At first i thought it was a battery issue so I added a bit of distilled water charged it up. Still wont crank. I cleaned the terminals. 

I can see the starter trying to turn the engine, but not moving.

I even tried jumping the battery from my car with the same results.

I then thought hey maybe the engine is seized, so i removed the spark plug and turned the pulley under the engine by hand which was a pain but it moved. 

I then tried to start it and it slowly turned and eventually fired up. Cut all the grass I could left the engine running while i moved stuff.

So it seems to me the starter is "weak" and when i moved flywheel and little bit back it gave it a bit of a "running start".
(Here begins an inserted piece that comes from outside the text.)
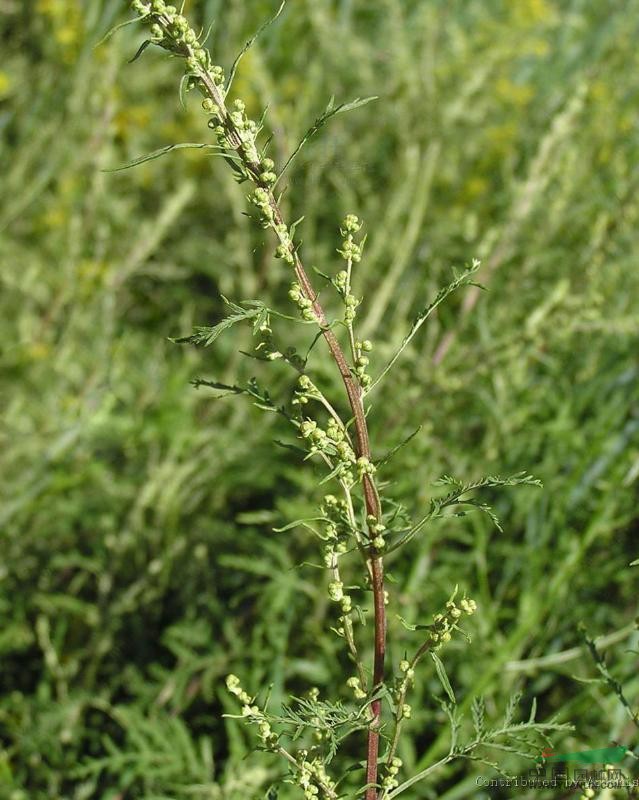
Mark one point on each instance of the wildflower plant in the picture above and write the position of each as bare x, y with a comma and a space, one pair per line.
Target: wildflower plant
354, 518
So my question is is there anything i can do to make sure its a starter issue?


----------



## FredM (Nov 18, 2015)

G'day Ironmanx:

to bypass the electrics on your mower, get your jumper leads and attach the positive to the starter terminal on the starter and this lead to the positive of the battery, and the other negative lead to the battery post first and hold /attach the other end of the jumper to a good earth on the mower, be aware when you make a connection of the earth lead to the mower you will get sparks, so be careful that there is no fuel around where you make the connection.

Doing this will bypass the solenoid, if the starter turns ok to start the engine, you can assume your problem could be the solenoid, if you can't start the engine this way, you can say the starter has a problem, could be stuck/worn brushes, dirty commutator, or even worn bushings causing the armature to short out on the fields.

let us know what you find


----------



## jhngardner367 (Apr 5, 2011)

What brand tractor, Ironmanx ?
It does sound like a weak starter,but could also be due to a bad ground,or battery cable.
Has it ever been dropped/hit ?


----------



## Ironmanx (Dec 2, 2015)

Problem fixed. Bad electrical connections. Cleaned them up with sandpaper/steelwhool and it fires up.

I tried to jump the starter but all i was these eliminator jumper cables that are dummy proof and they would not work. (Dummy proof no positive or negative)


----------